As expected, when wind speed increased, higher drift was observed across nozzle types (Figure 2). For the XR, TT, and AIXR nozzles, drift increased exponentially, while for the TTI nozzle, the increase was linear (Table 4). The smaller the droplet size, the greater the drift potential. The least drift occurred with the TTI nozzle. It is expected that the drift at 12 m for this nozzle will be 0.03% higher for each 0.28 ms−1 (1 km h−1) increase in wind speed. The difference in drift between nozzle types increased as the wind speed increased, reaching the highest amount of 13.5% at 4.9 ms−1 with the XR nozzle (finest droplets).
Figure 2 Effect of wind speed on dicamba drift collected 12 m downwind from applications made through different nozzle types in a wind tunnel. Shapes and lines were used to represent observed and estimated values, respectively.
Table 4 Functions R 2 and F c generated by regression analysis of wind speed effect on dicamba drift collected 12 m downwind from flat-fan nozzles.
a Teejet Technologies, Spraying Systems Co., Wheaton, IL 62703.
b F c, Calculated Fvalue; *, significant at α=0.05; **, significant at α=0.01.

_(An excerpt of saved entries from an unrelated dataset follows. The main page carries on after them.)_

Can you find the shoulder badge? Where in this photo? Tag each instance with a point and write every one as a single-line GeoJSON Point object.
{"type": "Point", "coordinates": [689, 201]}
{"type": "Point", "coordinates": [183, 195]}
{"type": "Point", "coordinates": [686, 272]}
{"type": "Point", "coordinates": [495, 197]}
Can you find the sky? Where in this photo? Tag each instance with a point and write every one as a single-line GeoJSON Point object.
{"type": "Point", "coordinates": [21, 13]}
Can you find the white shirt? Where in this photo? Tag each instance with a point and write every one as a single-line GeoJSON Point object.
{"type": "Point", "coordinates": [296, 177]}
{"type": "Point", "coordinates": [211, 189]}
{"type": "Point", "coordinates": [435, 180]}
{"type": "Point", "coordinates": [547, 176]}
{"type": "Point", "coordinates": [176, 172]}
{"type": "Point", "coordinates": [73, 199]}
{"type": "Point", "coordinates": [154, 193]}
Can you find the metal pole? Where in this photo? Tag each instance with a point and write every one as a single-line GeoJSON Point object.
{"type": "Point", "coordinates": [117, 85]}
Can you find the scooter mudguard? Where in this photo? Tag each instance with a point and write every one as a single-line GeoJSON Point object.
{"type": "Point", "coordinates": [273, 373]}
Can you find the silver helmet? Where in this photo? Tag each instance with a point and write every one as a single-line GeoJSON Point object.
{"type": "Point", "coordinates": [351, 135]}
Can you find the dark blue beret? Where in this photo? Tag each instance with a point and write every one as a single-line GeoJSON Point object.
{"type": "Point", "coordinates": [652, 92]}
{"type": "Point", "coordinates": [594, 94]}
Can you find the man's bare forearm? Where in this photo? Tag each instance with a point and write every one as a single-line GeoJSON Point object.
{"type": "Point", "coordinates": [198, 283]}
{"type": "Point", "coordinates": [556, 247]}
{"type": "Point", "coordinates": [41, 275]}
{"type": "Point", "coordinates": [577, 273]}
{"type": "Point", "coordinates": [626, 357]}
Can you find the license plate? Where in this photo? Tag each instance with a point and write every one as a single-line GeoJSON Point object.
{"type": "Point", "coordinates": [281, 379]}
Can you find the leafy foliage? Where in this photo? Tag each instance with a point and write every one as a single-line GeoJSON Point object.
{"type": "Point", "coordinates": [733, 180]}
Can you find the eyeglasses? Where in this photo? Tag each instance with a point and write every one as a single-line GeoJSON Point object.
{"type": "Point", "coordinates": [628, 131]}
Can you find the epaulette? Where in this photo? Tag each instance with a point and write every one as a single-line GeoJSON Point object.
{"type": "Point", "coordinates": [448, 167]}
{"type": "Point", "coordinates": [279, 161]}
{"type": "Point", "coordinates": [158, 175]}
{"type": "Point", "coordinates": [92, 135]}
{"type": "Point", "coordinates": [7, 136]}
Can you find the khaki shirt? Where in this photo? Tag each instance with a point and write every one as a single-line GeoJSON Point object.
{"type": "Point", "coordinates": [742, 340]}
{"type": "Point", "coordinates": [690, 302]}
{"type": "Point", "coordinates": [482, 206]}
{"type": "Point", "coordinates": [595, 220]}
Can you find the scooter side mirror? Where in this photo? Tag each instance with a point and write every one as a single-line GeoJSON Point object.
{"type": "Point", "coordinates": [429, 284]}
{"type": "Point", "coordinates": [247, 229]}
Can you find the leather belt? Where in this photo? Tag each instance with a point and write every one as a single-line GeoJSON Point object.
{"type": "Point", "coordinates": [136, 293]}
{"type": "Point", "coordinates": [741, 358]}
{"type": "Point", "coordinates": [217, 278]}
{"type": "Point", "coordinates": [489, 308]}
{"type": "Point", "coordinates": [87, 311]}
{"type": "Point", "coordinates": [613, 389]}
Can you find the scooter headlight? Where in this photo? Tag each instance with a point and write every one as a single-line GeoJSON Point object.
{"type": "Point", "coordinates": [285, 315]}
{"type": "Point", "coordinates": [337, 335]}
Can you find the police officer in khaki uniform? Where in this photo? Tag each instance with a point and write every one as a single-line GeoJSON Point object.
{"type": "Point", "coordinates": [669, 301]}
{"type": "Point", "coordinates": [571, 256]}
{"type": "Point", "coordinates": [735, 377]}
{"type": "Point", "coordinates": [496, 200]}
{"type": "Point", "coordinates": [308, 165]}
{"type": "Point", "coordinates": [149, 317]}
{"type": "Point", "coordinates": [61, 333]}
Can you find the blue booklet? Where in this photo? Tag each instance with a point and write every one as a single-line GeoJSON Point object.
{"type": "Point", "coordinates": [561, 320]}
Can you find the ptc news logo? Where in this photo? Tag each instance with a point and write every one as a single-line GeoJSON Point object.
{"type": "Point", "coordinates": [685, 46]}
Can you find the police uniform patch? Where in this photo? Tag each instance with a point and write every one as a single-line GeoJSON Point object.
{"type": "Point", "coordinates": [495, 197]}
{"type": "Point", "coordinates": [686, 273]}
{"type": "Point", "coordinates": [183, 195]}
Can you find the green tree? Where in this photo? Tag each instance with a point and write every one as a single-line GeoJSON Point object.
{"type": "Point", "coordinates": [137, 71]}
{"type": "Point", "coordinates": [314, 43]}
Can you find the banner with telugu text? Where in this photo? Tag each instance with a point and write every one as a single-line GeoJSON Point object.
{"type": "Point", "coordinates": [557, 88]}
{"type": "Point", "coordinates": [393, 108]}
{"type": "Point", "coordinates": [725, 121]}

Percentage of drift at 12 m downwind was expressed as a function of driftable fine droplets and wind speed (Figure 3). Negative values of drift were observed when the highest values of driftable fine droplets were combined with the lowest values of wind speed. In those cases, the drift was considered null. Combellack et al. (Reference Combellack, Western and Richardson1996) also observed that the treatments that created large volumes of small droplets generally produced more drift, which correlates to the relative rankings of our treatments based on droplet size. Antuniassi et al. (Reference Antuniassi, Motta, Chechetto, Carvalho, Jesus and Gandolfo2014) and Stainer et al. (2006) correlated drift and droplet spectra and drew similar conclusions.
Figure 3 Graphic representation of dicamba drift collected at 12 m downwind from nozzle, as a result of combination between percent fines and wind speed. Fc, calculated F value; **, significant at α=0.01.
If one knows the amount of driftable fine droplets produced through a given nozzle and the wind speed condition during an application, it is possible to predict drift at 12 m from the nozzle in dicamba applications. Obviously, the highest percentage of drift is expected in conditions of high wind speeds and with nozzles that produce a large amount of driftable fine droplets. Although Holterman et al. (Reference Holterman, van de Zande, Porskamp and Huijsmans1997) reported that field trials were consistent with model results when field trials were averaged over several replications, further trials are needed to investigate dicamba spray drift in the field under different weather conditions, using nozzles that are recommended on the new dicamba labels.
Overall, air induction TTI nozzle produced the lowest percentage of dicamba spray drift at 2.2, 3.6, and 4.9 ms−1 wind speeds at downwind distances from 2- to 12-m. Drift decreased exponentially as distance from nozzle increased across nozzle type and wind speed, except for the TTI nozzle at 0.9 ms−1. Increasing wind speeds resulted in exponential increases in dicamba spray drift for the XR, TT, and AIXR nozzles, whereas drift from the TTI nozzle increased linearly. Dicamba spray drift was adjusted by a multiple regression as a function of percentage of droplets smaller than 100 µm and wind speed, increasing nonlinearly as these two parameters increased.
Acknowledgements
The authors would like to thank the Coordination for the Improvement of Higher Education Personnel and the research group of the Pesticide Application Technology Laboratory at University of Nebraska–Lincoln for their assistance, especially Chandra Hawley, Annah Geyer and Jeff Golus.